Myasthenia gravis is a fluctuating disease. Symptoms shift across days and weeks, often resolving or evolving before the next clinic visit. By the time a patient sits in front of their neurologist, weeks of fatigue, flares, and functional changes have already passed, recalled imperfectly or not at all. Treatment decisions are made on partial information, disease activity is underestimated, and patients leave appointments feeling that what they actually live with did not make it into the room.
The HUMA MG platform was developed to address this. It enables patients to track MG-ADL scores, medications, and symptom changes continuously between visits, generating structured longitudinal data that clinicians can review alongside in-clinic assessment.
To understand whether patients can engage with the platform meaningfully on their own, HUMA MG was deployed at St George's University Hospitals NHS Foundation Trust in London. 66 patients were enrolled into a structured remote monitoring programme, and 43 completed an anonymous patient experience survey, a 65% response rate.
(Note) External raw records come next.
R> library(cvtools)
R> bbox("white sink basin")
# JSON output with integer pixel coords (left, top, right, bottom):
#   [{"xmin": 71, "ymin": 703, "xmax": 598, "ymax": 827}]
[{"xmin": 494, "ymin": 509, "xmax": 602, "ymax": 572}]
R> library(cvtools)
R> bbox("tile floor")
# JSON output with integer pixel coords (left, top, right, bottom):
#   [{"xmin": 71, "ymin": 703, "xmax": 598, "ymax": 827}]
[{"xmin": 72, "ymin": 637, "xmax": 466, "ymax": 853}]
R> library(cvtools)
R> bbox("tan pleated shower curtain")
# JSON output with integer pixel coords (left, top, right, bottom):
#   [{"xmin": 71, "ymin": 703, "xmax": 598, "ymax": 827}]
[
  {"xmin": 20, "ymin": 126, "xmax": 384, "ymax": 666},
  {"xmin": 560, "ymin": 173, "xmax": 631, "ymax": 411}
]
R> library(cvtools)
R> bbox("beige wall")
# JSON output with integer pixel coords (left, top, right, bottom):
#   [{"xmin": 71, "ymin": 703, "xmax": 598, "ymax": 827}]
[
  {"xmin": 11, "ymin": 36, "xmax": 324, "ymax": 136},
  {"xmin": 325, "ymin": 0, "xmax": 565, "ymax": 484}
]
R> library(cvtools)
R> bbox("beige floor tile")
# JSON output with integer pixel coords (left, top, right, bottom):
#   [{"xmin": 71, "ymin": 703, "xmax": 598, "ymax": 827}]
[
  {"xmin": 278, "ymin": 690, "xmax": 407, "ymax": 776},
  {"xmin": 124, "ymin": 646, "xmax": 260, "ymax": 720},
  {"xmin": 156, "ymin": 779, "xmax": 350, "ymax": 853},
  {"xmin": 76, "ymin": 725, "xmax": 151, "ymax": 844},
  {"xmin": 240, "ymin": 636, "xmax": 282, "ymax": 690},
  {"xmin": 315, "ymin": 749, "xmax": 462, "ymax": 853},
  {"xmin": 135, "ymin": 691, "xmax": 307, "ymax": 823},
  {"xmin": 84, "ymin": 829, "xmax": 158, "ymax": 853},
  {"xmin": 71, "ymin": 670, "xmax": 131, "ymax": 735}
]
The results address the first question any clinician asks about a digital tool: will my patients actually use it. 89% rated the app easy or very easy to use. 82% reported being confident or very confident using smartphone apps. 83.7% used the platform independently, without assistance from family or care teams. 65.1% reported no technical difficulties. Module completion reached 97.3%, and 93% found the MG-ADL questionnaire straightforward to complete remotely. 72.1% reported moderate-to-high benefit for symptom monitoring, 60.5% reported at least moderate benefit in communicating symptoms to their healthcare team, 86% wished to continue using the platform beyond the study period, and 69.8% would recommend HUMA MG to other patients with MG.
Patients also pointed to where remote monitoring needs to evolve. They asked for clearer feedback from their clinical teams when data is reviewed, scoring frameworks that better reflect individual variation in MG presentation, and expanded support including education, community, and more direct routes to care.
These findings are now shaping the development of an extended MG-ADL framework, designed to capture a broader range of patient-reported symptoms and improve the clinical utility of remote data.
For clinicians, the implication is straightforward. Patients with MG can engage with structured remote monitoring at high rates, complete validated assessments independently, and derive meaningful benefit from doing so. The recall gap is not inevitable. With the right platform, it can be closed.